MOLECULAR PHYLOGENY OF THE GENUS KUMANOA (BATRACHOSPERMALES, RHODOPHYTA)(1).

Species belonging to the newly established genus Kumanoa were sampled from locations worldwide. DNA sequence data from the rbcL gene, cox1 barcode region, and universal plastid amplicon (UPA) were collected. The new sequence data for the rbcL were combined with the extensive batrachospermalean rbcL data available in GenBank. Single gene rbcL results showed the genus Kumanoa to be a well-supported clade, and there was high statistical support for many of the terminal nodes. However, with this gene alone, there was very little support for any of the internal nodes. Analysis of the concatenated data set (rbcL, cox1, and UPA) provided higher statistical support across the tree. The taxa K. vittata and K. amazonensis formed a basal grade, and both were on relatively long branches. Three new species are proposed, K. holtonii, K. gudjewga, and K. novaecaledonensis; K. procarpa var. americana is raised to species level. In addition, the synonymy of K. capensis and K. breviarticulata is proposed, with K. capensis having precedence. Five new combinations are made, bringing the total number of accepted species in Kumanoa to 31. The phylogenetic analyses did not reveal any interpretable biogeographic patterns within the genus (e.g., K. spermatiophora from the tropical oceanic island Maui, Hawaii, was sister to K. faroensis from temperate midcontinental Ohio in North America). Previously hypothesized relationships among groups of species were not substantiated in the phylogenetic analyses, and no intrageneric classification is recommended based on current knowledge.

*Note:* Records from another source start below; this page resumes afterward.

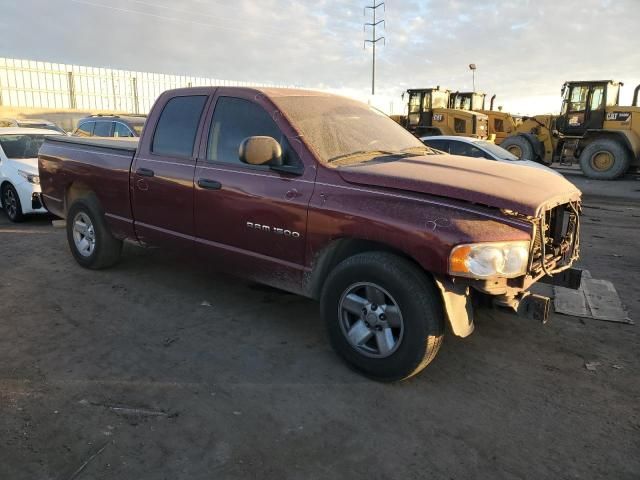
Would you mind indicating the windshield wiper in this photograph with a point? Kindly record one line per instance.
(419, 150)
(362, 153)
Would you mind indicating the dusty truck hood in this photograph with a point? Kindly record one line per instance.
(522, 189)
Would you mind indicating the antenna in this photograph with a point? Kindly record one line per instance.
(373, 39)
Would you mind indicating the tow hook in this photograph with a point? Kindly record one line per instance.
(534, 307)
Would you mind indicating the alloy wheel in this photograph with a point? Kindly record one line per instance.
(370, 320)
(84, 235)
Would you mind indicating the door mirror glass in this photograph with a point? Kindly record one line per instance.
(260, 150)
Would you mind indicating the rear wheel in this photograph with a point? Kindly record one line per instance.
(11, 203)
(91, 243)
(519, 146)
(604, 159)
(384, 316)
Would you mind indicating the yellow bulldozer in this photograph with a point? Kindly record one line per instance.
(429, 114)
(500, 124)
(592, 130)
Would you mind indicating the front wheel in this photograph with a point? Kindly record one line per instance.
(11, 203)
(91, 243)
(383, 314)
(604, 159)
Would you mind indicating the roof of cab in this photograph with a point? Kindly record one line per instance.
(26, 130)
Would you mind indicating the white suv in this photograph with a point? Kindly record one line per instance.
(19, 180)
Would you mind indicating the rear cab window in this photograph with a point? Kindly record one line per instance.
(177, 126)
(121, 130)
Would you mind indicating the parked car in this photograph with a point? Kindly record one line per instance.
(325, 197)
(110, 126)
(30, 123)
(19, 180)
(472, 147)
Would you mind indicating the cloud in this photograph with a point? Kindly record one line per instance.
(524, 49)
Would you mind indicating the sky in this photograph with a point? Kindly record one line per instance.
(524, 50)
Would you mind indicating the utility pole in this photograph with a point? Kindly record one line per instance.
(373, 40)
(472, 67)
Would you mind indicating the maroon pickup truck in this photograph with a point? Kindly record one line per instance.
(325, 197)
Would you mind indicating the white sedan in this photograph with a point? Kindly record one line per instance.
(19, 180)
(472, 147)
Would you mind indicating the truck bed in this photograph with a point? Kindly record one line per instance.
(124, 143)
(102, 165)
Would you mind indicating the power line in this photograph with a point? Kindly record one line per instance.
(373, 41)
(173, 19)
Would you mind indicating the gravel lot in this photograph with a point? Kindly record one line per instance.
(159, 369)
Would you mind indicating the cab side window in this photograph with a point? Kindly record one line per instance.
(234, 120)
(121, 130)
(178, 125)
(442, 145)
(85, 129)
(102, 129)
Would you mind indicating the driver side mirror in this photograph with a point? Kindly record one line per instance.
(260, 150)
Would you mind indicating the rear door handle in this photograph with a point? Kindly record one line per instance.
(209, 184)
(145, 172)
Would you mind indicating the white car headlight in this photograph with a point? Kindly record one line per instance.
(494, 259)
(31, 178)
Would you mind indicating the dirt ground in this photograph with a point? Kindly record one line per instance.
(160, 370)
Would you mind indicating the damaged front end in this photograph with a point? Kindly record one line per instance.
(554, 248)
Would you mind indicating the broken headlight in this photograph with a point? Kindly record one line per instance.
(495, 259)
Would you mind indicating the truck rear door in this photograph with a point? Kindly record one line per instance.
(162, 173)
(250, 218)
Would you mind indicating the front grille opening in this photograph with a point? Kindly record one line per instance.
(557, 241)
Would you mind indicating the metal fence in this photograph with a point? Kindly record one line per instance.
(34, 84)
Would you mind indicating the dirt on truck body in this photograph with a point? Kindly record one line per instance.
(324, 197)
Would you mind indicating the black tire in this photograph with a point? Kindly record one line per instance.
(107, 249)
(416, 296)
(614, 167)
(11, 203)
(520, 147)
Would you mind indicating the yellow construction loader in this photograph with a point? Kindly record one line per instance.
(429, 114)
(500, 124)
(592, 130)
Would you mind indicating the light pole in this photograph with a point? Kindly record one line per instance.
(472, 67)
(374, 40)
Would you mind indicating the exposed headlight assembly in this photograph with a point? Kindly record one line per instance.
(494, 259)
(31, 178)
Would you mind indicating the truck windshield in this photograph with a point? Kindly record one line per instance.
(337, 128)
(21, 146)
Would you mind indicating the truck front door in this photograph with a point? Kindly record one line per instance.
(251, 219)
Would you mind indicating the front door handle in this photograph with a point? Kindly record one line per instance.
(145, 172)
(209, 184)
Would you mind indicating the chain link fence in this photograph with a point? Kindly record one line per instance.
(34, 84)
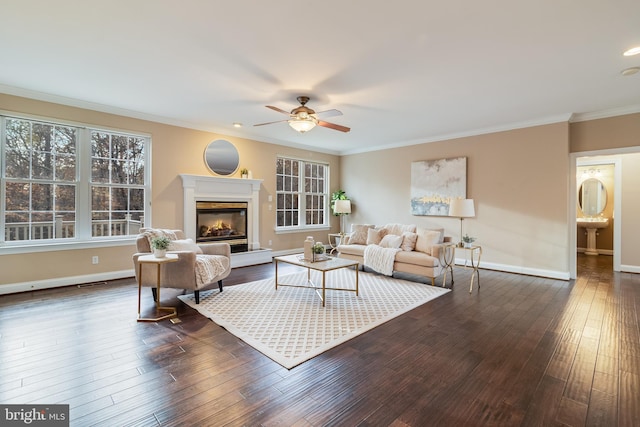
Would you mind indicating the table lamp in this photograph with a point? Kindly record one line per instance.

SYSTEMATICS OF THE BATRACHOSPERMALES (RHODOPHYTA)-A SYNTHESIS(1).

Recent molecular and morphological data necessitate a major taxonomic revision of the Batrachospermales, an order of red algae, distributed in freshwater habitats throughout the world. This article is a synthesis of available information with some targeted additional sequence data, resulting in a few relatively conservative taxonomic changes to begin the process of creating a natural taxonomy for the Batrachospermales. To increase the information content of our taxonomic categories, and in particular to reduce paraphyly, we describe one new genus (Kumanoa) and a new section in Batrachospermum (section Macrospora), and we amend the circumscriptions of the family Batrachospermaceae (to include Lemaneaceae and Psilosiphonaceae), the genus Batrachospermum (to exclude the sections Contorta and Hybrida, raised to genus level as Kumanoa), and the sections Aristata, Helminthoidea, and Batrachospermum of Batrachospermum. We also provide a new name, B. montagnei, for the illegitimate B. guyanense, and recognize an informal paraphyletic grouping of taxa within Batrachospermum, the "Australasica Group." This taxonomic synthesis increases the level of monophyly within the Batrachospermales but minimizes taxonomic change where data are still inadequate.